Eni and FAO define initiatives to foster access to water in Nigeria

FAENIEni will drill the boreholes and provide FAO with photovoltaic power systems. (Image source: jbdodane/Flickr)Eni and the Food and Agriculture Organisation (FAO) have signed a collaboration agreement to foster access to safe and clean water in Nigeria by drilling boreholes powered with photovoltaic systems, both for domestic use and irrigation purposes

The project aims to contribute to the humanitarian interventions for internally displaced persons (IDPs) and host communities, suffering from the North East - Lake Chad crisis, which have led to unprecedented levels of population displacements and disruption of agricultural, livestock and fishing activities.

Within this project, FAO will provide support in identifying the areas of intervention for the wells as well as technical expertise and know-how in the targeted areas, whereas Eni will drill the boreholes and provide them with photovoltaic power systems, including training for their use and maintenance for long term sustainability.

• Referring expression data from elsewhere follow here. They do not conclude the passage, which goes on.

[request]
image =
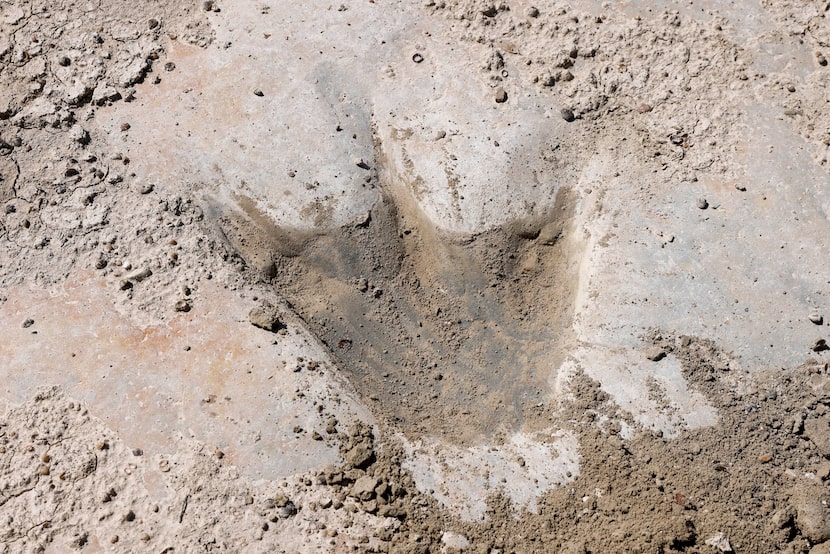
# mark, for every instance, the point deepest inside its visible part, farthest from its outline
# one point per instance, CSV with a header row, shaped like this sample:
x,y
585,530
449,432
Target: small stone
x,y
139,275
287,511
360,455
364,488
455,541
655,354
719,542
265,317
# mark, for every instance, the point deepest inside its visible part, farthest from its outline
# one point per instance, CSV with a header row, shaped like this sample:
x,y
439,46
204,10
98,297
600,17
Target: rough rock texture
x,y
386,276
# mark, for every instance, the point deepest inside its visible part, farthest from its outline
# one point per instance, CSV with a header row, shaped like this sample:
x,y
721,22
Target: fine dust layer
x,y
450,336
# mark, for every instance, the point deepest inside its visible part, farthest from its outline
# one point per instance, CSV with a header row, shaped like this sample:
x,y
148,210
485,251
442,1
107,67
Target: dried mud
x,y
453,336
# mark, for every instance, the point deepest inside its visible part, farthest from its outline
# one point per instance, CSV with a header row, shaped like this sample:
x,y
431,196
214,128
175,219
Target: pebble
x,y
360,455
364,488
138,275
719,542
265,317
655,354
287,511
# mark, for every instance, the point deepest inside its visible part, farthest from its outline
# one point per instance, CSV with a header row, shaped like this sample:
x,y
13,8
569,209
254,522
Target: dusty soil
x,y
457,337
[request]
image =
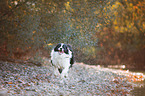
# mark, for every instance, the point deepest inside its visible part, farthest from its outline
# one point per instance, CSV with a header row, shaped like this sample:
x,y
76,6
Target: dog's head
x,y
61,48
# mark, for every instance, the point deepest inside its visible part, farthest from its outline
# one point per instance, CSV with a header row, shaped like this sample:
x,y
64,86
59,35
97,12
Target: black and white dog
x,y
62,59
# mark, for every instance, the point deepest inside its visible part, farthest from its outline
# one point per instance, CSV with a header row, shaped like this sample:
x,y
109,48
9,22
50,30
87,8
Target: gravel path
x,y
83,80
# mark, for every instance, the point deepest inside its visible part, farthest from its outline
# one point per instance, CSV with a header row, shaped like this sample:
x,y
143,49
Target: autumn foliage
x,y
100,31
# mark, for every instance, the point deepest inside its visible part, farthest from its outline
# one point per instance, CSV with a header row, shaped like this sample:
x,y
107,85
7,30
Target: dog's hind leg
x,y
65,72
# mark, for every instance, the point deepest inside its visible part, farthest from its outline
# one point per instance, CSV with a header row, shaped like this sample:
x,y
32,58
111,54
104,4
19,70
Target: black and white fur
x,y
62,59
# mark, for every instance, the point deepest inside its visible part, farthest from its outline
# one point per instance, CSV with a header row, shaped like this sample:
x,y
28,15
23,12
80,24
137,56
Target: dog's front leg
x,y
65,72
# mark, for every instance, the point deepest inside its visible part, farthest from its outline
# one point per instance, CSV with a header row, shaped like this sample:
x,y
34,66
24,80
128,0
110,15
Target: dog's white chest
x,y
60,60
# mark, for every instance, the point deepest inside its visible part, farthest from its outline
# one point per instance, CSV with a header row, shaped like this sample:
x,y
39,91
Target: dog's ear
x,y
57,46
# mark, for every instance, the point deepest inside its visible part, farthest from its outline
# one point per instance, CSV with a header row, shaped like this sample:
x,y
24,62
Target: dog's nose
x,y
60,49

The collaboration addresses Nigeria’s federal government’s request to oil and gas companies to provide support in alleviating the sufferings of the victims of insurgency in the North East region, by launching sustainable intervention programmes that will have a positive impact on the lives of affected communities.

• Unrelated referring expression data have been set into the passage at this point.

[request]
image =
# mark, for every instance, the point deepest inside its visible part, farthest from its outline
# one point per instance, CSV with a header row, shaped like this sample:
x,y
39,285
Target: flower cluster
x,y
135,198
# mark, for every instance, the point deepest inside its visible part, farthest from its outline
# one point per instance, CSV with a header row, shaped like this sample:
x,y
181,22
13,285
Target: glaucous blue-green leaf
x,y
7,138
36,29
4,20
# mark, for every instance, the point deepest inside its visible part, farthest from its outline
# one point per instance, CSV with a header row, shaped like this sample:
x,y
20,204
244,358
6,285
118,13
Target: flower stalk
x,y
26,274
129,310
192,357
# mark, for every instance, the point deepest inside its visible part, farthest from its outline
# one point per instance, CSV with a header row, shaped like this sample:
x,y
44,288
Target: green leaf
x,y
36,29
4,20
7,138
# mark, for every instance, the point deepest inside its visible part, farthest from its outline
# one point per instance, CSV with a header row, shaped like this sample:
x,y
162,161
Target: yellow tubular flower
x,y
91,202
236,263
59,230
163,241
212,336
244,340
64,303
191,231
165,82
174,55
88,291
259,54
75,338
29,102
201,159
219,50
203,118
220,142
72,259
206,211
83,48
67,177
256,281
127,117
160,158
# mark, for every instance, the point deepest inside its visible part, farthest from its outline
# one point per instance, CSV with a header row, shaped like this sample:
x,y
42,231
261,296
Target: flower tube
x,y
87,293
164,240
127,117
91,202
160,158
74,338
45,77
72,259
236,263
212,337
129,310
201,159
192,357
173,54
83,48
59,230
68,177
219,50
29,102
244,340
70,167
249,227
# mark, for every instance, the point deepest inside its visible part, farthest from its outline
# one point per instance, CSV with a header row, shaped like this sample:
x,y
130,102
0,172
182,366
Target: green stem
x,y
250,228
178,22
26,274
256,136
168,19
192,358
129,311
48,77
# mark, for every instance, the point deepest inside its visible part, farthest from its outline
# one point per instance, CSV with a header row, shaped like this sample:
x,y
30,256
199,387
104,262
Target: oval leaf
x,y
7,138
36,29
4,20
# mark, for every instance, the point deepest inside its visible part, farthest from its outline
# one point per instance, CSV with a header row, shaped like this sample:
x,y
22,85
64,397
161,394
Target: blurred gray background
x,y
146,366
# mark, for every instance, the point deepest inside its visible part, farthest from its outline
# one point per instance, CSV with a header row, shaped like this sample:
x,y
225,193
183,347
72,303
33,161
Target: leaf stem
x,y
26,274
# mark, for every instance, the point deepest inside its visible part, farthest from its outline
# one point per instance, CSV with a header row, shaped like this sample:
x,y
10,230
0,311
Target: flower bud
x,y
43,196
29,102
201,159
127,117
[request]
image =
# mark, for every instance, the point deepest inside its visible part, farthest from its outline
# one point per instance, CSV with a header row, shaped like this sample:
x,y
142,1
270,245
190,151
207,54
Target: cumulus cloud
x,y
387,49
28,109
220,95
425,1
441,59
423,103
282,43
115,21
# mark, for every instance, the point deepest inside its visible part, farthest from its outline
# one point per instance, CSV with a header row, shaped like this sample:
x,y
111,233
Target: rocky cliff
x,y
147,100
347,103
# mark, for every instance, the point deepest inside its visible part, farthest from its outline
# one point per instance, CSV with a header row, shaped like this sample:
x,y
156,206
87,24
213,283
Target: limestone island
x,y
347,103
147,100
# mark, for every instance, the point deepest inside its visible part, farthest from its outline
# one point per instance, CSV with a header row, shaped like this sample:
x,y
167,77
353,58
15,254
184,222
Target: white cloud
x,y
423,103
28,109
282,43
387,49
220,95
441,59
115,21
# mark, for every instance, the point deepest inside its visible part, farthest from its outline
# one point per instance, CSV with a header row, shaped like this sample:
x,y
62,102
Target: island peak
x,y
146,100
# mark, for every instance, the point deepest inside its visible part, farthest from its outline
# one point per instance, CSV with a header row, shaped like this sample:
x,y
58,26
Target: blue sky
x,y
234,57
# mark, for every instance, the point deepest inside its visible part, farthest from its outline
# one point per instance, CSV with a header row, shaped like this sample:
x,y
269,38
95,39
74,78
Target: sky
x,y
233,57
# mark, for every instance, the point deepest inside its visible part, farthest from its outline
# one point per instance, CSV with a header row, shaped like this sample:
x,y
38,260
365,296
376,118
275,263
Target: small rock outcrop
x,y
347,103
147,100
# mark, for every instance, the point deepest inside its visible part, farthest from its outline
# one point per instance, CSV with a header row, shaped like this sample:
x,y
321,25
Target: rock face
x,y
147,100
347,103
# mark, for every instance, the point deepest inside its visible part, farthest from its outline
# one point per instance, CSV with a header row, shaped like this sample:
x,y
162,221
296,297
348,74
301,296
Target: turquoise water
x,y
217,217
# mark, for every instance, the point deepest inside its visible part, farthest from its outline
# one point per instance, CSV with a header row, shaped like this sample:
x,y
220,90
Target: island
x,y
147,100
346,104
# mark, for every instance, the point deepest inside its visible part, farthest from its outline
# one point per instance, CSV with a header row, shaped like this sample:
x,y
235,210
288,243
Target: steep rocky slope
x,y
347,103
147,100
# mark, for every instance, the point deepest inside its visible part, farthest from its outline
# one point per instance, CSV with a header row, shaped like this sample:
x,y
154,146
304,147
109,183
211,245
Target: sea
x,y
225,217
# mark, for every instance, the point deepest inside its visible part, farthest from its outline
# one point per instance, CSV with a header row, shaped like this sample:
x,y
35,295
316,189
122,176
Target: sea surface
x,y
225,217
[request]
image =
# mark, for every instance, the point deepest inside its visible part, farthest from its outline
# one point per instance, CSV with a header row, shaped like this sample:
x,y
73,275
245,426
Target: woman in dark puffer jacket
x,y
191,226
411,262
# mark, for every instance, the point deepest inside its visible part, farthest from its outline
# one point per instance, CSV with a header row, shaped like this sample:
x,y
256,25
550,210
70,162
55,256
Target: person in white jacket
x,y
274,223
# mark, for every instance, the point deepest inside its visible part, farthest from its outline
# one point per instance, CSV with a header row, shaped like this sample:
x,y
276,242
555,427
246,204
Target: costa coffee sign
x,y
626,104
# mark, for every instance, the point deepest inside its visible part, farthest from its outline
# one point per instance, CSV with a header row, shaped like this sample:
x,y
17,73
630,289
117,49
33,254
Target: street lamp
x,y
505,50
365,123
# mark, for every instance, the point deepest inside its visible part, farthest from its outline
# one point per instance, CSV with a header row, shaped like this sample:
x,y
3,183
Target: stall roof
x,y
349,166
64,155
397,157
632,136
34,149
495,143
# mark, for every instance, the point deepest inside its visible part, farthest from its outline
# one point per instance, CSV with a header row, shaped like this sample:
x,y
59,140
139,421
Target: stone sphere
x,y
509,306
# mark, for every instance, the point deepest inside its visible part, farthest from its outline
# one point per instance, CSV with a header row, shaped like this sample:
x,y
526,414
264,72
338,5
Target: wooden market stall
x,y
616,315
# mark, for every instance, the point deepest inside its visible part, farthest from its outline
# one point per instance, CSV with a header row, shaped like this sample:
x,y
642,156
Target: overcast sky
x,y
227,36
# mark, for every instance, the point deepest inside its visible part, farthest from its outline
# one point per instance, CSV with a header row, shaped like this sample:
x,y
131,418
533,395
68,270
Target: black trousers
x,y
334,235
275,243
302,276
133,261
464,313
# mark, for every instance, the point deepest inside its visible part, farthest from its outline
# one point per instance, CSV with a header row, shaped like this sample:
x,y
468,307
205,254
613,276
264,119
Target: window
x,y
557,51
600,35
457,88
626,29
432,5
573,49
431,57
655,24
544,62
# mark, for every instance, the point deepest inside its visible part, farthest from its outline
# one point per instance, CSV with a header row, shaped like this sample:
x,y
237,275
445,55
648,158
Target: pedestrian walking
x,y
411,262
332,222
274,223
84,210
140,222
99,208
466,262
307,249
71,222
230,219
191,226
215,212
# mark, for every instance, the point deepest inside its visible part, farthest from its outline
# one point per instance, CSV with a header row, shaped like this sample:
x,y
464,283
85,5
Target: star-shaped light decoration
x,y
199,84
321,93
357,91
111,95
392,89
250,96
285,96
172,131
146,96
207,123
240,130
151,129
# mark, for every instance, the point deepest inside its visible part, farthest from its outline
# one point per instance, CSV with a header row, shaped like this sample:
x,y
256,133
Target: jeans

The project is aligned to the ‘The Buhari Plan-Rebuilding the North East’ for comprehensive humanitarian relief and socio-economic stabilization of the North-East region.

Suffyan Koroma, FAO country representative to Nigeria and ECOWAS, commended the federal government’s initiative and said that the approach will support the efforts to rebuild livelihoods in the region, paving way for intervention strategies to cascade from humanitarian to development nexus, as the insurgency ebbs out.

He said, “The Northeast is not strange to FAO, our interventions in Borno, Yobe and Adamawa, the three states most affected by the Boko Haram insurgency, has helped Internally Displaced Persons (IDPs), in camps and those returning to liberated communities, including host communities, to return to their farms and pick up the bits and pieces of their lives again.”

Alberto Piatti, executive vice-president for responsible and sustainable enterprise at Eni, said, “Public-Private Partnerships allow institutions to leverage on the skills of the private sector and help companies to respond to development needs identified by institutions. They are an opportunity to enhance the role companies can play in sustainable development.”